Since living wills are so limited, it is definitely better to use a health care power of attorney unless you have no one whom you can trust to make life and death decisions for you. Some lawyers recommend that you have both a living will and a HCPA, with the HCPA handling other kinds of disability, or gray-area cases where it’s not certain that you’re terminally ill, or your doctor or state law fail to give your wishes due weight. A living will by itself wouldn’t have helped Nancy Cruzan in 1990, for instance, because she wasn’t considered “terminally ill” by her doctors and with artificial nutrition and hydration could have lived as long as 30 more years in a persistently vegetative state. Today, most states cover persistent vegetative state in their living will laws. In any case, a health care power of attorney would have permitted a designated person to make the decision for Nancy Cruzan.

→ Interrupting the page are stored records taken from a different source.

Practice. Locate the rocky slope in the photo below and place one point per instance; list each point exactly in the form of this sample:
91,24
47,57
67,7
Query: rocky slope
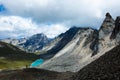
107,67
12,57
32,44
80,46
77,48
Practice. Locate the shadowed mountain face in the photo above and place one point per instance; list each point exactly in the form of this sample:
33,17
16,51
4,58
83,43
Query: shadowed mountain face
11,57
32,44
78,46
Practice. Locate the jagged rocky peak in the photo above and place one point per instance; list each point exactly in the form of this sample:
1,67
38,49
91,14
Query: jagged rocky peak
107,26
108,15
116,29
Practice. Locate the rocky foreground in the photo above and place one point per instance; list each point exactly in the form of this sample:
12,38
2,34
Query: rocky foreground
107,67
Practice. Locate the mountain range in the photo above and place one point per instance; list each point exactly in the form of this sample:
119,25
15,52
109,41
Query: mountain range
79,54
78,47
30,44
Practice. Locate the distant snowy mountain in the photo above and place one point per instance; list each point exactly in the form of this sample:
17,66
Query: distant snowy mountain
32,44
78,47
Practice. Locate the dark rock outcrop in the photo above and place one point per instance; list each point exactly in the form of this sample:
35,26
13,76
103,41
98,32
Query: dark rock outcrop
116,29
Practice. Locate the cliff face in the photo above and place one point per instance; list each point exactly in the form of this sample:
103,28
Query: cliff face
77,48
85,46
105,43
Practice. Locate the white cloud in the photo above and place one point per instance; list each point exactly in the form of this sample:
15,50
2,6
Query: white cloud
15,26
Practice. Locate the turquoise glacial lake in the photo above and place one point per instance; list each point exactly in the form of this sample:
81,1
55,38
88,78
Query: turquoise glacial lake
37,63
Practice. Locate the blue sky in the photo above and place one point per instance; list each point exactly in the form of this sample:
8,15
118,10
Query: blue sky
20,18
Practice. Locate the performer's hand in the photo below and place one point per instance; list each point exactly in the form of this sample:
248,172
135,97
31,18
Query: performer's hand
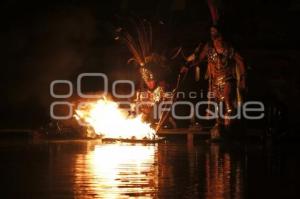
184,69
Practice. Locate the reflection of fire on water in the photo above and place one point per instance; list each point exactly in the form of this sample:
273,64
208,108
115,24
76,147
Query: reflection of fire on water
117,171
108,120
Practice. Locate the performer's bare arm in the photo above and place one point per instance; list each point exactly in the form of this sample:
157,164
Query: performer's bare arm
194,57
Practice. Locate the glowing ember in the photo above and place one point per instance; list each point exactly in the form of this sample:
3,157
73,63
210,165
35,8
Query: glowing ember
107,119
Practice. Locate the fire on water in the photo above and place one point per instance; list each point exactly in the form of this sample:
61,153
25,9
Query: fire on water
108,120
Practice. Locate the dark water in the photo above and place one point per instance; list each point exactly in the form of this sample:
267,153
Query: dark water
91,169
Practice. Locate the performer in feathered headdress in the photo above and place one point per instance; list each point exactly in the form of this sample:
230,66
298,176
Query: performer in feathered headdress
225,71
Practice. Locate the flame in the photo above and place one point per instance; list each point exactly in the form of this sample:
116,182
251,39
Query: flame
108,120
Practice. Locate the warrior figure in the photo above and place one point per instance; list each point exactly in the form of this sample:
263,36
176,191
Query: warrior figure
226,75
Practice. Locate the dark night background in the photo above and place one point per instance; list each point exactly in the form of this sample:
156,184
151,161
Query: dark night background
46,40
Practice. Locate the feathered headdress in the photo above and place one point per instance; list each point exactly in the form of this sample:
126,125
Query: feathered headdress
214,8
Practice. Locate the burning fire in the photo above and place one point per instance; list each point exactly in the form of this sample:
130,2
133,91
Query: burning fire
108,120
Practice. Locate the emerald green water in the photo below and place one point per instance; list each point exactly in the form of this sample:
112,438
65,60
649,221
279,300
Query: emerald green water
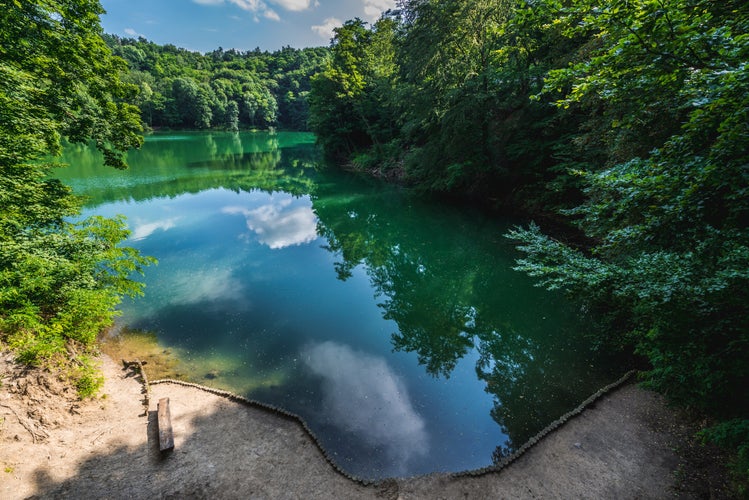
393,325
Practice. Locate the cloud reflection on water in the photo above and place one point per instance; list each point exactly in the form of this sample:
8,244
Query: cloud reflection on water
362,395
141,230
280,223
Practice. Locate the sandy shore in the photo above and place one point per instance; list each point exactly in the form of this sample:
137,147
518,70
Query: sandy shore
53,446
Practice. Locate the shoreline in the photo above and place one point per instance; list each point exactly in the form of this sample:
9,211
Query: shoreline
621,446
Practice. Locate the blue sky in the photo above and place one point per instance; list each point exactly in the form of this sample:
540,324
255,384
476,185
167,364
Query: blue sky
205,25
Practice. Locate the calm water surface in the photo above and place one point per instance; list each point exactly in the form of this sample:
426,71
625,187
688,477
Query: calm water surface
394,326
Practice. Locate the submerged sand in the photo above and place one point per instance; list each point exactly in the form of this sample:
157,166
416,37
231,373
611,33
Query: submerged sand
53,446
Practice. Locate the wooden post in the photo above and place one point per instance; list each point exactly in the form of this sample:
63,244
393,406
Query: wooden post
166,436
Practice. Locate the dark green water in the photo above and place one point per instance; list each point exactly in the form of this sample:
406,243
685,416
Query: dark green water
392,324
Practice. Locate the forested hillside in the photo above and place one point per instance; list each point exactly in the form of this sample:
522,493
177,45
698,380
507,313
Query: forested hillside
629,120
225,89
60,277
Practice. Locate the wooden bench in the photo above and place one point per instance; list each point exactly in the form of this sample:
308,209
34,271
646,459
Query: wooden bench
166,436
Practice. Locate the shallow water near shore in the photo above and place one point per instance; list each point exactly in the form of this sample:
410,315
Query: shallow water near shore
392,324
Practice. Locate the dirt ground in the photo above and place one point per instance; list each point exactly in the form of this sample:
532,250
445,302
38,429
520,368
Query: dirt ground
54,446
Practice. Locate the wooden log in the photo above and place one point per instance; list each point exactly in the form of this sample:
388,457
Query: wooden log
166,436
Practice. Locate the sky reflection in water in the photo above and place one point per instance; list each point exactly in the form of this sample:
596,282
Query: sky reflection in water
394,326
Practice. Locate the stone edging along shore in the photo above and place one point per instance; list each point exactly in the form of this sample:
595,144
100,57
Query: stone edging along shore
294,417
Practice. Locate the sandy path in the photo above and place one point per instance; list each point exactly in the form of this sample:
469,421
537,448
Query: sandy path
108,449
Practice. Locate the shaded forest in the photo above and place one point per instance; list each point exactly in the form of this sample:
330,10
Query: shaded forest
225,89
627,121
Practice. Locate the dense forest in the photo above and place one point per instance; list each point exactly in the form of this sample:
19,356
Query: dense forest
628,121
225,89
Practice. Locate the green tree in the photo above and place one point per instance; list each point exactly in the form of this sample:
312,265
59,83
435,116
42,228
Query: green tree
667,212
59,280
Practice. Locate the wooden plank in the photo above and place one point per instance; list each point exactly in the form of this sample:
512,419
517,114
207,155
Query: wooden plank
166,436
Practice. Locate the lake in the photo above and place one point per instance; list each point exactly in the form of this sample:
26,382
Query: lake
391,323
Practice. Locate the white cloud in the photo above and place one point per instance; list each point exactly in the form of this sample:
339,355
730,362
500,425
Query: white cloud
364,396
271,14
131,32
373,9
254,6
293,5
325,30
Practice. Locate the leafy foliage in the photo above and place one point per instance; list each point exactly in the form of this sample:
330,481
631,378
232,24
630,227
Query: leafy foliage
221,89
59,278
628,120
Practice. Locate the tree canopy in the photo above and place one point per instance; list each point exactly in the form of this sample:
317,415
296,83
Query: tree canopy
60,277
626,120
225,89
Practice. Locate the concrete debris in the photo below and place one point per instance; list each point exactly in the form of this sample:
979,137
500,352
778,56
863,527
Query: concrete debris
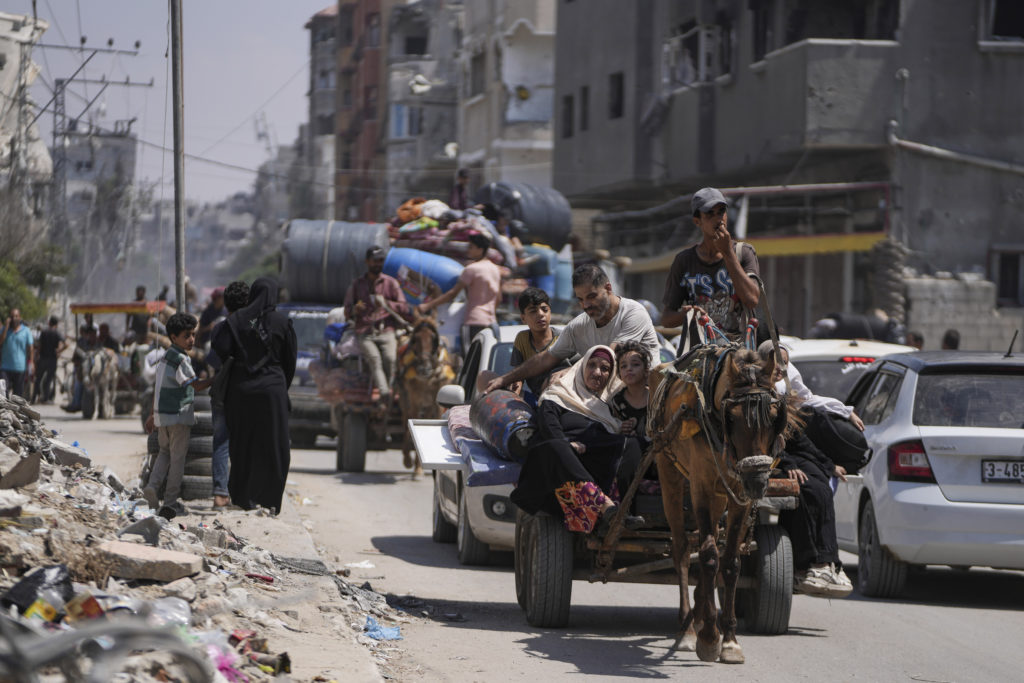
129,560
20,472
57,508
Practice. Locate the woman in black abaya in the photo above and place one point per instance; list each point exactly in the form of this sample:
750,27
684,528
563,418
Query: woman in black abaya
262,343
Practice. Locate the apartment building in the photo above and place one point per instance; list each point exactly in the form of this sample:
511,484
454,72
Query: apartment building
838,126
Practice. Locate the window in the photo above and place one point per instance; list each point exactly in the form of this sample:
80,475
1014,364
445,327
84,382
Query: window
346,89
585,108
879,401
1005,20
325,125
616,103
373,30
764,31
855,19
345,26
406,121
370,101
567,116
1010,285
476,74
416,44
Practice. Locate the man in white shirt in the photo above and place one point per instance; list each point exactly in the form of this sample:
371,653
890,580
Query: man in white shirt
606,318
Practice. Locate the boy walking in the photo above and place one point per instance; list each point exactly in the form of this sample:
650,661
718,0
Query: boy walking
173,416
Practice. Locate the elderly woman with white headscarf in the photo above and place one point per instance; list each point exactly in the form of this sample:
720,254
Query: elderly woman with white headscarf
579,462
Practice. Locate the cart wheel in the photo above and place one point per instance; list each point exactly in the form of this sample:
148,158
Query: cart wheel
88,403
471,549
549,580
352,443
521,556
443,530
879,573
767,604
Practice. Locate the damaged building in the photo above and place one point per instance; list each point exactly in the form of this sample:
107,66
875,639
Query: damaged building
836,130
423,38
506,101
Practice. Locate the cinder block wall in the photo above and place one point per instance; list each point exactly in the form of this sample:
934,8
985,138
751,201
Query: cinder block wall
966,303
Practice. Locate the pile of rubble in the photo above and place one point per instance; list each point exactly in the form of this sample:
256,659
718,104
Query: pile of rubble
78,546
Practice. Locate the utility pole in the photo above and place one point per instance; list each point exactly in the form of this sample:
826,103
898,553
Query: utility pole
179,156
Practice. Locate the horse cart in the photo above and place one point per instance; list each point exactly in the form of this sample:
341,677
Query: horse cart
113,383
549,558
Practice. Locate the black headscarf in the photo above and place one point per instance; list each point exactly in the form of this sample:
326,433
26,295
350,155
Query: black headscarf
249,325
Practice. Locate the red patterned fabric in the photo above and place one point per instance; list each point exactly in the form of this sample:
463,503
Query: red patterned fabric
581,503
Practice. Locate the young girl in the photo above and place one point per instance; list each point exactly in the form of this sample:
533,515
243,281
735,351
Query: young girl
631,402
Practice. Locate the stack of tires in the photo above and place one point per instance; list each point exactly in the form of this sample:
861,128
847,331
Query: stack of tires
198,480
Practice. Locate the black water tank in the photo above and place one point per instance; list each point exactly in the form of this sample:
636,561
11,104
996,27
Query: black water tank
545,212
321,258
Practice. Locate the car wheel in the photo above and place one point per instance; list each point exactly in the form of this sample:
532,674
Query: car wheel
879,573
352,443
768,603
303,438
88,403
471,550
443,530
549,580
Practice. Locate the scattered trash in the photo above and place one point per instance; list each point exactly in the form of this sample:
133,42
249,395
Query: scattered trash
365,564
378,632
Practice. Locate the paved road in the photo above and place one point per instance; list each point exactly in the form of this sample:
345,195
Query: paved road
950,627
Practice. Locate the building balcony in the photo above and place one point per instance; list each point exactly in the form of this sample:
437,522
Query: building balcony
815,94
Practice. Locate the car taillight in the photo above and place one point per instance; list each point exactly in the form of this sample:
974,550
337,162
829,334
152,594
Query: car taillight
907,462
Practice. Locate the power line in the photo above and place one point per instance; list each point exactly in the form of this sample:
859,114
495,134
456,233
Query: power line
265,102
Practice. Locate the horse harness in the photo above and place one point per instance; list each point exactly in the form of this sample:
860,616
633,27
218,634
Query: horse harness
701,368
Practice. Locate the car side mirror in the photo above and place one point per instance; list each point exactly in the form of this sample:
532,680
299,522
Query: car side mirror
451,394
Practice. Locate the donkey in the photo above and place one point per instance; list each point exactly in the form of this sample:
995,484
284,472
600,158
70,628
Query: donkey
716,418
424,367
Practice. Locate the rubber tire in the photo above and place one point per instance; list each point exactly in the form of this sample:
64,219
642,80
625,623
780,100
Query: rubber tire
303,438
472,551
201,445
352,443
520,556
442,530
879,573
200,467
197,487
769,603
549,581
88,403
204,424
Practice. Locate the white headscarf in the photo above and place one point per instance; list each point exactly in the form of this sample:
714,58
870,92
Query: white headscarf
569,391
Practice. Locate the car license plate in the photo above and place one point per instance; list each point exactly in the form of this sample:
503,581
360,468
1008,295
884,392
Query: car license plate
1003,470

If you use a living will, be sure to update it every few years. Your values and wishes may change, and the law itself may change. A very old living will may not be given as much weight as a more current one.
Finally, despite recent changes in laws, old habits die hard, and many doctors and nurses are still reluctant to turn off life support--even if that’s what a patient wants. Surveys show that medical institutions still routinely overtreat patients with no realistic hope of recovery, ignoring living wills, often angering and tormenting the dying person’s loved ones. That’s why you need an advocate appointed by your HCPA to press your intentions.